OPINION | JOHN BRUMMETT: Hard to explain the obvious


It's hard to prove what, if anything, is in the head of Republican state legislators in Arkansas, even if the effect of their actions is evident.

Were they misbehaving with deliberate discrimination toward Black people? Or were they just trying to lessen the inconvenience for French Hill in getting re-elected to Congress, which is politics as usual? Or were they simply being smart-alecks, thinking they were clever when they instead were mean, which is not in itself a crime or a racist act?

These Republican legislators redrew the 2nd Congressional District last year in a way that broke Black residents of southeastern Pulaski County out of the district and split them among the 1st District eastward to the Mississippi River and the 4th District southward to the Louisiana line. Then the legislators added to the 2nd District over central Arkansas an overwhelmingly white and Republican county to the north, Cleburne.

Even French Hill can win easily in that configuration.

A local lawyer, Richard Mays, is representing aggrieved Black plaintiffs suing in federal court by alleging that the state GOP surgical knife was plainly wielded purposefully to hurt them because of their race--removing them from their natural political jurisdiction and diluting their voting power.

You're not supposed to dilute deliberately and racially under federal court precedent.

But did the Arkansas Republican legislators dilute deliberately and racially? And, if they did, how can you try to prove it other than to say "just look--isn't it obvious?"

There are a few national law firms that specialize in these kinds of cases in behalf of the political parties. But they take only cases that might lead judges to order changes that perhaps would flip seats to their favor in Congress.

The fact is that a Republican--any Republican, even Hill--will win in the 2nd District with or without this curious excision. The GOP purpose was to save the Republican candidate some fret. A solid Democrat had been able to get to 45 percent four years ago. It cost Tom Cotton's PAC a little money to keep Hill as a minion in the House.

A panel of three federal judges ruled in October that the plaintiffs hadn't proved discriminatory intent, but had raised a conceivably arguable-enough point that they could have a few weeks to try to offer something more substantive than ... well, duh?

The plaintiffs came back last week with ... well, double-duh.

I suspect that the Republican purposes were entirely politics and self-amusement. I tend to think they would have run a thin line to the liberal mid-Little Rock enclave of heavily white Hillcrest and shipped it to the 4th and 1st District if they had thought it wouldn't be such a grotesque gerrymander that the federal courts would look askance.

What they were seeking was dilution of Democrats in the 2nd District, not necessarily Blacks. And they also were seeking the chortling and high-fiving they'd enjoy after sticking it to Democrats, considering that Democrats presumably stuck it to Republicans for decades.

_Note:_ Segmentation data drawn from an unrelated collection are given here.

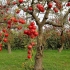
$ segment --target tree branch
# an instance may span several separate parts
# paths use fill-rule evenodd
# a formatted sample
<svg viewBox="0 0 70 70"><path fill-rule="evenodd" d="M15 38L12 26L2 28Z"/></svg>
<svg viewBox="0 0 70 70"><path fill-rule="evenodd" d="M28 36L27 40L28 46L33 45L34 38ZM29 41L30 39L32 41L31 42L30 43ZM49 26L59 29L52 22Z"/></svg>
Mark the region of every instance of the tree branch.
<svg viewBox="0 0 70 70"><path fill-rule="evenodd" d="M55 27L62 27L63 25L54 24L54 22L47 21L45 24L49 24Z"/></svg>

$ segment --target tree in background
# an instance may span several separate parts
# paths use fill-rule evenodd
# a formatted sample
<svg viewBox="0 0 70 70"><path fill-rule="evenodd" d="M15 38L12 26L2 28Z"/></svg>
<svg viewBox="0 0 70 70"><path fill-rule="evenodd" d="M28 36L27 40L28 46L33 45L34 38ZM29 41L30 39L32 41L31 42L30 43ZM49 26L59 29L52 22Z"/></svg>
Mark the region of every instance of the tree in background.
<svg viewBox="0 0 70 70"><path fill-rule="evenodd" d="M2 16L4 16L4 20L1 21L1 23L6 23L7 29L17 28L16 30L21 30L22 28L24 28L23 24L27 23L28 28L24 30L24 34L29 36L31 39L37 37L37 51L35 55L34 70L43 70L43 26L48 24L55 27L61 27L61 44L63 44L63 27L66 19L70 18L68 17L68 14L70 13L69 7L69 0L6 0L6 2L1 2L0 13L2 14ZM55 22L53 18L58 19L59 15L62 14L62 11L65 8L66 12L64 15L62 15L61 20L58 20L60 22L60 24L58 24L58 21ZM52 19L49 18L50 14L54 14ZM70 22L70 20L68 21ZM32 45L29 44L28 51L31 52L31 49ZM28 53L29 59L32 57L30 52Z"/></svg>

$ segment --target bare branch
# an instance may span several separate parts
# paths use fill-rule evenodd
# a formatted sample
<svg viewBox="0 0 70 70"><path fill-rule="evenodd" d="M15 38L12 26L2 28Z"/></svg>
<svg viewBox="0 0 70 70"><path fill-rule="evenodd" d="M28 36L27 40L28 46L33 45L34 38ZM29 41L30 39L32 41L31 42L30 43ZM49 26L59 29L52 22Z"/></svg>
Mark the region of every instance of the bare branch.
<svg viewBox="0 0 70 70"><path fill-rule="evenodd" d="M50 22L50 21L47 21L45 24L49 24L49 25L52 25L52 26L55 26L55 27L62 27L63 25L58 25L58 24L54 24L54 22Z"/></svg>

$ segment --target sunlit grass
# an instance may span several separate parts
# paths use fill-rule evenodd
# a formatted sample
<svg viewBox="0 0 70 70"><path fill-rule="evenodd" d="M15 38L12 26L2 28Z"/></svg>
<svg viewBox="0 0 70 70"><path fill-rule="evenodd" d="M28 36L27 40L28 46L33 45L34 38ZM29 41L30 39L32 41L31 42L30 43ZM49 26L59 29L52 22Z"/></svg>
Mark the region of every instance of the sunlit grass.
<svg viewBox="0 0 70 70"><path fill-rule="evenodd" d="M8 54L6 50L0 52L0 70L25 70L26 66L33 65L34 60L27 60L26 50L14 50ZM43 56L44 70L70 70L70 50L45 50Z"/></svg>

As much as I deplore the brazen GOP assault on Pulaski County, I'm not sure a persuasive federal case can be made that it is a deliberate dilution of Black voting power to move Black residents from a district where they tend to vote on the losing side by moderate margins and split them among two districts where they likely will tend to vote on the side that loses by giant margins.

A fuller explanation of what happened in this affair will require, regrettably, mention of the blessedly gone-from-politics fiddler and champion of fundamentalist intolerance, Jason Rapert.

For the acknowledged purpose of a role in redistricting after the decennial census, he gave up for the session of 2021 the powerful chairmanship of Senate Insurance and Commerce in order to take the chairmanship of State Agencies and Governmental Affairs. That committee would be ground zero for the legislative responsibility and authority in congressional redistricting.

Rapert had complained for years that, a decade before, the state Board of Apportionment redrawing legislative districts and led by two Democrats--Mike Beebe and Dustin McDaniel--had wronged him on purpose, though without negative consequence to him, in reconfiguring his district.

I thought I detected a tone of clever mischief in his explaining that, since some modest adjustment needed to be made owing to population changes, logic called for redrawing from the borders inward to preserve the status quo widely, then to make the necessary equalizing slices and dices in the central county, Pulaski, which only so happened to be easier to work with mathematically in that it contained the highest population numbers.

You'd probably have better luck with an argument that redistricting got done from smug vindictiveness than any scheme to hurt Black people, who were collateral damage.